As I've mentioned before, the borders of the countries in the Balkans have been fluid during the last 100 years and have changed many times. The present border between Greece and Macedonia (known formally by the name the Former Yugoslav Republic of Macedonia ((FYROM) in the UN because of the dispute) was drawn after WWII. Thousands of Slavic Macedonians were expelled from the Greek side of the line - the politics were running hot and heavy because Tito wanted to establish legitimacy for Yugoslavia and the Allies wanted to keep Greece from going over to the Communists. Even the name of Thessaloniki, the second largest city in Greece, has been changed from Saloniki to Thessaloniki to represent that it was now in Greece.
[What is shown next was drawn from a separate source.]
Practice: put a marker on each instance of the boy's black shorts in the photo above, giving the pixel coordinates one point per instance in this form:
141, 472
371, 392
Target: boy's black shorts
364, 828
So while the countries have coexisted peacefully for many, many years, there are still some tensions, and they come out over the use of the name Macedonia.

The train master above is from Negotino in Macedonia, where Tracy and I caught one of the last trains down to Thessaloniki - the run ended Jan. 1. The train was late - very common - and we had some time sitting with him in his office chatting as best we could in Macedonia. He started talking about the name issue - his name was Risto and how could anyone ask him to change his name? What right did the Greeks have asking the country to change its name? and so on. One thing Tito did was strengthen the Slavic Macedonian identity, and it worked - they are Macedonians! We then took the lovely ride down to Thessaloniki. We were to meet the people we were staying with at IKEA (yes, it's the same one) which was on the other side of town from the train station, so climbed on a bus. It was very crowded and uncomfortable for us with all our bags, so the minute we thought they announced IKEA we jumped off, even though we weren't certain it was what was said. Sure enough, it wasn't the right stop. I asked a very nice woman where IKEA was, and she told me to get back on the bus and continue a little way farther. She then asked me where I was from. "America", I said, "but I'm living now in Macedonia." "Where?" she asked, her eyebrow raising. "Macedonia," said I, in all innocence. "This is Macedonia, you are from Skopje," was her forceful reply. Oops. All throughout our visit, if we said we were from Macedonia we got strange looks and sometimes huffy responses. "We are all Macedonians - how can you take our identity?" Most of the Greeks referred to Macedonia as Skopje, which confused me for a while until I realized they weren't just talking about the town but the whole country. It was interesting to live the controversy and not just read about it.

Going to Greece was like stepping into a whole new world. The towns were gorgeous and not filled with communist functional gray buildings, and despite the economic woes it felt downright prosperous compared to Macedonia. The weather was warm and the Adriatic sparkled. Ahhhh! We stayed outside of town with a lovely, interesting couple - the other pictures above were taken on our walks around the countryside by their home. Across the valley that their home overlooked was Mt. Olympus - we were staying in the valley of the gods. It was a wonderful break from the gray, wintery glumness that had pervaded Macedonia. We met with officials from the American Farm School to talk about possible cross border collaboration - they want us to come back in March to discuss it more. By the way, as part of the Farm School, they have a college, Perrotis College, which has an exchange program with schools back in the States. College students can come, take classes on Greek civilization and culture and optional classes including the Greek Palate, hike Olympus, take a sailing trip out to an island - sounds like a wonderful opportunity. It was a great trip and we met such nice people - I hope we do return in March!